Das war dann sehr schlau, weil wenn die materielle Zuordnung erfolgen kann (und bei eindeutig beschriebenen Handlungen dürfte das der Fall sein), dann gibt es keine Hürde an der der Auskunftsanspruch insgesamt scheitern sollte, sondern man diskutiert dann nur über die Frage inwieweit die Auskunft zu erteilen ist. Das ist vor dem Hintergrund des Art. 15 Abs. 4 DSGVO allerdings umstritten.
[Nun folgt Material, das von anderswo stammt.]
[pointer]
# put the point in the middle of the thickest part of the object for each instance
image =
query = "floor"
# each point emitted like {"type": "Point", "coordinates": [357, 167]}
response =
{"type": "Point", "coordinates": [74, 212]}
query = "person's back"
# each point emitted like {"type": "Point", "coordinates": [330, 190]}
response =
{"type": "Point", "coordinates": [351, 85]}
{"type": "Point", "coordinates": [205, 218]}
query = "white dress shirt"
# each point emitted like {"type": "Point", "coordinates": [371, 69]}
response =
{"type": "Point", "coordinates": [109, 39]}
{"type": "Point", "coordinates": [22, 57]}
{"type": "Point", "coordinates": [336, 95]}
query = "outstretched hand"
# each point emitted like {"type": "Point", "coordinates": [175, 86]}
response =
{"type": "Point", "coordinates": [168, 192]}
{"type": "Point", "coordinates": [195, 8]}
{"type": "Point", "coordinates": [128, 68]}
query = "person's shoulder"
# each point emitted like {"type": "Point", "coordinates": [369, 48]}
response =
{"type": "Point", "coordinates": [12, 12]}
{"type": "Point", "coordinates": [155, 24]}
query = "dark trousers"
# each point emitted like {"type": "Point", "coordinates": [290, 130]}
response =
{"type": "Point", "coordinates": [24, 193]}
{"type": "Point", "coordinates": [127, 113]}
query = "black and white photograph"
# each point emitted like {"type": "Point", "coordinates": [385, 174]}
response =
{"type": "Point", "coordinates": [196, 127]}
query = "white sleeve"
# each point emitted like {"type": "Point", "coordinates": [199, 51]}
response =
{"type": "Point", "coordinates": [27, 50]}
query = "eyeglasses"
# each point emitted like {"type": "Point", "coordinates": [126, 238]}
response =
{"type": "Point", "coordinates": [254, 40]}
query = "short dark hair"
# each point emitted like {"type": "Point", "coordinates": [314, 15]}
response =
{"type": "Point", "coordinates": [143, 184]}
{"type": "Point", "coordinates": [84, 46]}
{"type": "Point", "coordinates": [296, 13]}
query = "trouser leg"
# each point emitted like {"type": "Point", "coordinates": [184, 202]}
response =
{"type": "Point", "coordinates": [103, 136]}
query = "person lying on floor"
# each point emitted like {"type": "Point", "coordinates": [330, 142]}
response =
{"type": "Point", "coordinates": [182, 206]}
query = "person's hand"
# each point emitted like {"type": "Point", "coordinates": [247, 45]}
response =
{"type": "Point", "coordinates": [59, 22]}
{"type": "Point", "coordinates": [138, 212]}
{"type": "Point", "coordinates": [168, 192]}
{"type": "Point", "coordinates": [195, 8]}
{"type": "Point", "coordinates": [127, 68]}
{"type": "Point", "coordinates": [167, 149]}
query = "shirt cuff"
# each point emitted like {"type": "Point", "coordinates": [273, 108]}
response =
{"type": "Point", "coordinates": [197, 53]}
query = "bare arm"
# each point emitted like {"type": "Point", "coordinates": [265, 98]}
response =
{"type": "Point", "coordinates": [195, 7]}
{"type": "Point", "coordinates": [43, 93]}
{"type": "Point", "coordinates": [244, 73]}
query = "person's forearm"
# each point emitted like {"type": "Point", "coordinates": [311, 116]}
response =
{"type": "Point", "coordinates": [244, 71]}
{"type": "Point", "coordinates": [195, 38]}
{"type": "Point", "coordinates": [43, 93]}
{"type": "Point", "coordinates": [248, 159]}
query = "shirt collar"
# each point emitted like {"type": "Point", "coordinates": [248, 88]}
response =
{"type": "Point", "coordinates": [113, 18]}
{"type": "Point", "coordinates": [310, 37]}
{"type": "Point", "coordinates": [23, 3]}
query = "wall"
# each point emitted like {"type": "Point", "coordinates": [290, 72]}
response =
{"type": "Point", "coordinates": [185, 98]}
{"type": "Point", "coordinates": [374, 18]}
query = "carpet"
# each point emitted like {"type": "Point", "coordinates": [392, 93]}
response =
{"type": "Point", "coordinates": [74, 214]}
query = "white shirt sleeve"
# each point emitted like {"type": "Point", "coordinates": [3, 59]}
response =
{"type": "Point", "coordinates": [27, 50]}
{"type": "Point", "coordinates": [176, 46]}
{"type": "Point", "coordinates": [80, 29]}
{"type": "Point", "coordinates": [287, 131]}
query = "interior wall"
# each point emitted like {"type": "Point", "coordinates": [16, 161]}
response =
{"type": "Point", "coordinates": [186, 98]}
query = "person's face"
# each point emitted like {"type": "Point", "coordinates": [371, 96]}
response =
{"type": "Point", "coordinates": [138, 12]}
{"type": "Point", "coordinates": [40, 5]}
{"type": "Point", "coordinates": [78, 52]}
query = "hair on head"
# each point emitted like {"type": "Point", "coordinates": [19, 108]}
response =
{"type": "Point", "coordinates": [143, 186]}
Nicht jede Berührung fremder Rechte (worunter ja auch die Datenschutzrechte Dritter fallen) ist eine Beeinträchtigung in diesem Sinne. Bei Telefonaufzeichnungen im Call-Center wird deswegen auch vertreten, dass auch die Teile zu beauskunften sind, die der Gesprächspartner gesprochen hat. Allerdings ist der ja ein Mitarbeiter/Auftragnehmer und insofern verantwortlichennah und man kann wohl auch vertreten, dass die Stimme insgesamt weniger schutzwürdig ist als das eigene Bild. Hier handelt es sich aber um Aufnahmen vollkommen Unbeteiligter. Die Guidelines Videoüberwachung des EDSA gehen insofern dann auch von einer Verfremdungspflicht aus.